In [13]:
import os
import joblib
import pandas as pd
import numpy as np
from sklearn.model_selection import train_test_split, StratifiedKFold, RandomizedSearchCV, GridSearchCV
from sklearn.tree import DecisionTreeClassifier

# 데이터 불러오기
wine = pd.read_csv('https://raw.githubusercontent.com/rickiepark/hg-mldl/master/wine.csv')
X = wine.drop(['class'], axis=1).values
y = wine['class'].values

# 데이터 분리
X_train_val, X_test, y_train_val, y_test = train_test_split(X, y, test_size=0.2, random_state=50)
X_train, X_val, y_train, y_val = train_test_split(X_train_val, y_train_val, test_size=0.2, random_state=50)

# 하이퍼파라미터 범위 지정 (RandomizedSearch용)
param_dist = {
    'min_impurity_decrease': np.arange(0.0001, 0.01, 0.0005),
    'max_depth': range(5, 30, 2),
    'min_samples_split': range(2, 30, 2),
    'min_samples_leaf': range(1, 20, 2),
    'splitter': ['best', 'random'],
    'class_weight': ['balanced', None]
}

splitter = StratifiedKFold(n_splits=10, shuffle=True, random_state=50)
dt_cls = DecisionTreeClassifier(random_state=50)

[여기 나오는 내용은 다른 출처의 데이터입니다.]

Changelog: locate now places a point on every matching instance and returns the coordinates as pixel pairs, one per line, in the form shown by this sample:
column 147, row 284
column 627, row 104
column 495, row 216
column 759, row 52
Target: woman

# 1단계) RandomizedSearchCV로 넓게 탐색
random_search = RandomizedSearchCV(
    dt_cls, param_dist, n_iter=30, cv=splitter, n_jobs=-1, random_state=50
)
random_search.fit(X_train, y_train)
best_random_params = random_search.best_params_
print('[RandomizedSearch 최적 파라미터]')
print(best_random_params)

# 2단계) GridSearchCV로 정밀 탐색 (최적값 근처로 범위 좁힘)
param_grid = {
    'min_impurity_decrease': [best_random_params['min_impurity_decrease'] - 0.0002,
                              best_random_params['min_impurity_decrease'],
                              best_random_params['min_impurity_decrease'] + 0.0002],
    'max_depth': [best_random_params['max_depth']-1,
                  best_random_params['max_depth'],
                  best_random_params['max_depth']+1],
    'min_samples_split': [best_random_params['min_samples_split']-1,
                          best_random_params['min_samples_split', 6],
                          best_random_params['min_samples_split']+1],
    'min_samples_leaf': [best_random_params['min_samples_leaf']-1,
                         best_random_params['min_samples_leaf'],
                         best_random_params['min_samples_leaf']+1],
    'splitter': [best_random_params['splitter']],
    'class_weight': [best_random_params['class_weight']]
}
# 범위에서 0 이하 값이 들어가면 오류나니, 실제 실행 전에 수동으로 체크/수정

# 음수/0 방지
for k in ['min_impurity_decrease','max_depth','min_samples_split','min_samples_leaf']:
    param_grid[k] = [x for x in param_grid[k] if (type(x) == float and x >= 0) or (type(x) == int and x >= 1)]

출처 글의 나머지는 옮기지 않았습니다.